While Stella’s Mettle was a shining star among the custom Indian motorcycles at the 2018 Handbuilt Show, it wasn’t alone. Karlee Cobb of Klock Werks brought her rockin’ hardtail 2016 Indian Scout chopper to the show, a bike she affectionately dubbed “Project Princess.” Her build features the first fully polished Indian Scout 1103 engine in the world, showing exemplary work from the team at Elite Polishing. It’s also the first chopper we’ve run across based on the new Scout. Thanks to a Warrior frame built by Jason Kangas of Twisted Choppers, a more extreme rake angle on the neck helped kick out the front end. The stock fork legs were shaved and filed before being sent out for chroming. The chopper look benefited from ditching the 16-inch stock front wheel in favor of a taller, thinner 19-inch spoked one from Arlen Ness. Cobb got her first crack at welding as she cut off about 2 inches of the tank, then welded the middle together. Meanwhile, Brad Smith of The Factory Match laid down layers of candy paint and inlaid the Indian headdress logo and striping with gold leaf. The custom Scout was built for Michael Lichter’s annual “Motorcycles as Art” exhibit at Sturgis and has since been making the rounds before landing at the Handbuilt. Cobb and the Klock Werks team should be proud, as it’s one wicked Princess.

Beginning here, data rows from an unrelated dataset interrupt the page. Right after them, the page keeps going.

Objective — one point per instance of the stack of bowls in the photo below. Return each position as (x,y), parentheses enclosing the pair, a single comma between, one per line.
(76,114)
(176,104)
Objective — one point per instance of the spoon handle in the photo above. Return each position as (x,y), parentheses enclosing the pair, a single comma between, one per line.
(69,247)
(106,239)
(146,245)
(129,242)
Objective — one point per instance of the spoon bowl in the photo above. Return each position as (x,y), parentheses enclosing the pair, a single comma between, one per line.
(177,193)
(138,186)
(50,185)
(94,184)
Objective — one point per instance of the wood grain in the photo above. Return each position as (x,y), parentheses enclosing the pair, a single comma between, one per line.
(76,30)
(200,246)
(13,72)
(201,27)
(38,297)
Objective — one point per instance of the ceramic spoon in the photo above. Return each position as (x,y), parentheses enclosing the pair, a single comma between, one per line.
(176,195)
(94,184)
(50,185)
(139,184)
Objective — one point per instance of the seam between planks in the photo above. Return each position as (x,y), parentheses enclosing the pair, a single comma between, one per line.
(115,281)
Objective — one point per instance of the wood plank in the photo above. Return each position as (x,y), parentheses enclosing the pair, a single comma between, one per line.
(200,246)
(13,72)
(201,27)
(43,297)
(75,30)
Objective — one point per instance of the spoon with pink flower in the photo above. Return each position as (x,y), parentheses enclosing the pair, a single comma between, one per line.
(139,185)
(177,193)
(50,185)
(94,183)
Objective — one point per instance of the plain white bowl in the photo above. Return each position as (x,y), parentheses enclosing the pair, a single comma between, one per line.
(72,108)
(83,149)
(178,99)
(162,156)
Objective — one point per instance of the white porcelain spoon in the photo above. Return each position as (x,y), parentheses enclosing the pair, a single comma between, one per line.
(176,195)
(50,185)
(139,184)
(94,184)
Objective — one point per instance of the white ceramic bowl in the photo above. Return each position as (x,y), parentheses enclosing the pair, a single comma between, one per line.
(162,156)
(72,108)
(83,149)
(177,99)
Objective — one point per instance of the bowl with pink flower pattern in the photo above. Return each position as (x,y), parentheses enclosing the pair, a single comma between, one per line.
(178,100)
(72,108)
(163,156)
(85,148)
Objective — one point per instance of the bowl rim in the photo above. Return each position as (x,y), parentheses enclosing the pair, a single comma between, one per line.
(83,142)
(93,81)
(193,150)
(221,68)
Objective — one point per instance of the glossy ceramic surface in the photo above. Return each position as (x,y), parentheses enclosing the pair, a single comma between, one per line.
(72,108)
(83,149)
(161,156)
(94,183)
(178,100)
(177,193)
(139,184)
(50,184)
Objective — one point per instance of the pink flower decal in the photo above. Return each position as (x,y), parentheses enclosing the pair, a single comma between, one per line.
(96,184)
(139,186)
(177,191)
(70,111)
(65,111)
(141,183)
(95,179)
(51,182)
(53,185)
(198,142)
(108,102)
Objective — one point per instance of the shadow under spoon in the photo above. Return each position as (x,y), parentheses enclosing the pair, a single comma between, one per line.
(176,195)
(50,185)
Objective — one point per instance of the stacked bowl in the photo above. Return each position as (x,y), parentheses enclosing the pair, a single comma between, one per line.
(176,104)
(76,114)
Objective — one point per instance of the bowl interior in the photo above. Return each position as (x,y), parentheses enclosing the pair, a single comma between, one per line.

Another incredible Indian at the show was Jon MacDowell’s custom 1941 Indian Scout 741, a pared-down and polished build called “The Flying Squirrel.” While the 1-inch stainless bars are bent down like a vintage boardtracker, the custom springer front end MacDowell created is clean and modern. The internal and external springs have opposing tensions and are laced through plates mounted to the fork. The Scout 741 engine has been bored out to 37ci and its bottom end rebuilt by Carl Pusser at Walkin Tall Cycles. MacDowell made the custom gas tanks out of 14-gauge aluminum after taking a shaping class from metal master Cristian Sosa. The fuel and oil filter are made of handblown glass pieces that have been rubber mounted to the frame. Tall wheels balance out a tight build, with its 23-inch Bridgestone knobby sporting an aggressive tread. Thanks to its combination of polished stainless steel and aluminum, MacDowell’s build is a fine representative of the Handbuilt theme.
Traces of Indian Motorcycle’s racing history were also present at the show, from Brittney Olsen’s 1938 Indian Sport Scout racer to the company’s American Flat Track championship-winning FTR750. The popular RSD SuperHooligan Indian Scout Sixty also graced the gathering. Anyone who caught the American Motor Drome show outside the building might have spotted a 91-year-old Scout circling the wooden planks of the Wall of Death. From vintage to modern to one-off, the presence of Indian Motorcycle took many forms at the 2018 Handbuilt Motorcycle Show.